The Toliman mission heralds two interesting developments in exoplanet science. The first is the use of private funds, rather than the sole backing from space agencies and other governmental institutions, to conduct space science off-world, focusing on a chancy endeavour with no guarantee of success. “These types of high-risk missions have been really hard to sell to public funding agencies, because there’s a chance there is no planet in the Alpha Centauri system,” Guyon says, yet the potential rewards are great. “If there is something, we would know the nearest star system to us has a [potentially] habitable planet. It would completely change plans for agencies.” The project also signals a much-sought-after shift, from finding thousands of exoplanets over the last two decades to studying certain star systems in lavish detail. “We’ve had this trend of finding so many planets,” says Seager. “But some of us in the community are ready to focus on individual stars.”
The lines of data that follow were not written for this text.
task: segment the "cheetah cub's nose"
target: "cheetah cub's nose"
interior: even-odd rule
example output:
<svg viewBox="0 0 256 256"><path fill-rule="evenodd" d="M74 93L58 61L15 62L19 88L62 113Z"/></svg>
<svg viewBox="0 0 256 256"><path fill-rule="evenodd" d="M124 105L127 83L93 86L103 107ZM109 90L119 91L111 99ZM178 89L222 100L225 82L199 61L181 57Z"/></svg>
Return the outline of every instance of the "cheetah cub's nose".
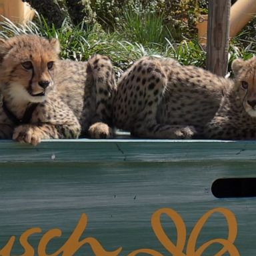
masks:
<svg viewBox="0 0 256 256"><path fill-rule="evenodd" d="M50 84L50 82L49 81L40 81L38 82L38 84L43 88L45 89L49 86Z"/></svg>
<svg viewBox="0 0 256 256"><path fill-rule="evenodd" d="M247 103L252 107L254 108L256 105L256 100L254 99L253 101L247 101Z"/></svg>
Emily Rickman from the Space Telescope Science Institute in Baltimore says the technology behind the Toliman telescope is “exciting” given the proximity of these stars to our own. “Finding any promise of alien life in our celestial backyard would be a really big deal,” she says. Even if it does not detect anything, the mission will place useful constraints on the Alpha Centauri system. “If nothing is found, that will either tell us there’s something extremely tiny and close to the star that we cannot see, or there’s nothing around those stars,” she says, which would be an intriguing and valuable result all on its own. Tuthill says there are secondary targets that could be examined after Alpha Centauri, also with the Toliman telescope, namely other nearby binary systems such as 61 Cygni, which is 11 light-years away. But none of these other stars are sufficiently close to afford as much precision, and thus could only be surveyed for heftier, probably less habitable, worlds. “We would hope to get down to super-Earths or Neptunes” in mass for detecting planets around those other stars, Tuthill says.
For now, however, Alpha Centauri is the primary goal, with the possibility of a titanic discovery on the horizon. Within just a few years, we may know if one or more potentially habitable Earth-mass worlds exist there, so near at hand that we might seek not only to study them with telescopes, but also to visit, reaching out via robotic probes launched across the interstellar depths. Proposals for such voyages already exist, including Breakthrough Watch’s more limelight-illumed kin, Breakthrough Starshot, a sister project from the Breakthrough Initiatives aiming to send miniaturized spacecraft at perhaps a tenth the speed of light toward Alpha Centauri. Toliman would provide key data in support of such a multidecadal mission. “We know there’s at least one planet in the system, Proxima b,” says Pete Worden, executive director of the Breakthrough Initiatives. “If we ultimately confirm that Alpha Centauri A and B do not have potentially life-bearing planets, then I would probably focus on Proxima.” If everything goes to plan, we may not have long to find out.